Now, this is the part where I pretend to be listening

Thursday, October 11, 2007

Somewhere in Novena

There's this little restaurant selling fish head beehoon and it was quite a satisfying meal. And this is coming from someone who doesn't normally enjoy fish head beehoon. Anyway, I ate my lunch there this afternoon because I managed to sneak out of camp and it was quite an achievement despite me forgetting to smuggle my rifle out. (Hello, MINDEF security people, thanks for dropping by)

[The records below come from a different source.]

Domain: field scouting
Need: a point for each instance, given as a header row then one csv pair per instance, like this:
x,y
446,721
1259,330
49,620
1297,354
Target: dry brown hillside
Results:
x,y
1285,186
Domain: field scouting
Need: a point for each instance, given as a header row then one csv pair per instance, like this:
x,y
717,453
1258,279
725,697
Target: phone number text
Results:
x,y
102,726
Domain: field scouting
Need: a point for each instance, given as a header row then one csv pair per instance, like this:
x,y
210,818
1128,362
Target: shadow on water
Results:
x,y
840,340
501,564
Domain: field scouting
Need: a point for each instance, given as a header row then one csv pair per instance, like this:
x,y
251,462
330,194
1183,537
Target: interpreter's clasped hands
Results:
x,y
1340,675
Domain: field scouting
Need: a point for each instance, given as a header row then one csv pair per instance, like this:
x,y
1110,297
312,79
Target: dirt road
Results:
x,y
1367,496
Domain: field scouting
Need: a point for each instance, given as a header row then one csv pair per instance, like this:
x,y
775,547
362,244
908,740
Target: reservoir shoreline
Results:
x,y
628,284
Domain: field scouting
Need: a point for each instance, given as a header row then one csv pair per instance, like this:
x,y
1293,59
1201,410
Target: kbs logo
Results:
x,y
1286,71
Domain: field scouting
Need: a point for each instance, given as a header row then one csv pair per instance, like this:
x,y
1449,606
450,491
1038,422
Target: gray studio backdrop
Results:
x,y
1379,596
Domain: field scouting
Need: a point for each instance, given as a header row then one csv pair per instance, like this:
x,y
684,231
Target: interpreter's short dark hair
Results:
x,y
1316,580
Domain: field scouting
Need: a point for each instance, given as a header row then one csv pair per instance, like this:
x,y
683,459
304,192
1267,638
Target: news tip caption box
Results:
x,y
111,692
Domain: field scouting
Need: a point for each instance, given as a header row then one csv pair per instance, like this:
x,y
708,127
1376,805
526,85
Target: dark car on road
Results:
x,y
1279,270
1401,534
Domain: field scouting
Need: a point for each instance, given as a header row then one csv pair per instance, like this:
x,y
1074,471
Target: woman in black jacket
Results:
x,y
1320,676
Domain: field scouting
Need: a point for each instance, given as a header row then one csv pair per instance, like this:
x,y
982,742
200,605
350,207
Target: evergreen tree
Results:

But this post is neither about the food (with pseudo-foodie angled photographs) nor is it about how I'm going to get sent to Room 101. What really burned into my mind was what the old cleaner lady did. She hobbled into the relative coolness of the restaurant from the ridiculously scorching weather outside and of course, she was sweating like mad. She was holding a piece of rag that was used to wipe fish bones, gravy and soy sauce from the tables. Beside her was this pail of brown-coloured water with bits of chili and other assorted now-inedible food items floating on it. Aaaand she needed to cool off.

Guess what she did?

Depending on how disgusting you actually are, your answer will vary quite drastically. If you have guessed "She dipped the rag into the murky contents of the pail and wiped her underarms with it", well done. That's the fourth level of disgustingness, above "wipe face with cloth" and below "wipe underside of floor-draggingly saggy tits with cloth". She then walked behind me to clear up the table beside mine and you know how you try to subtly hold your breath whenever someone who looks like they smell walks past? That was what I did except I took that huge gulp of breath at the wrong time.

Well, at least I now know what to think about when I want to delay ejaculation.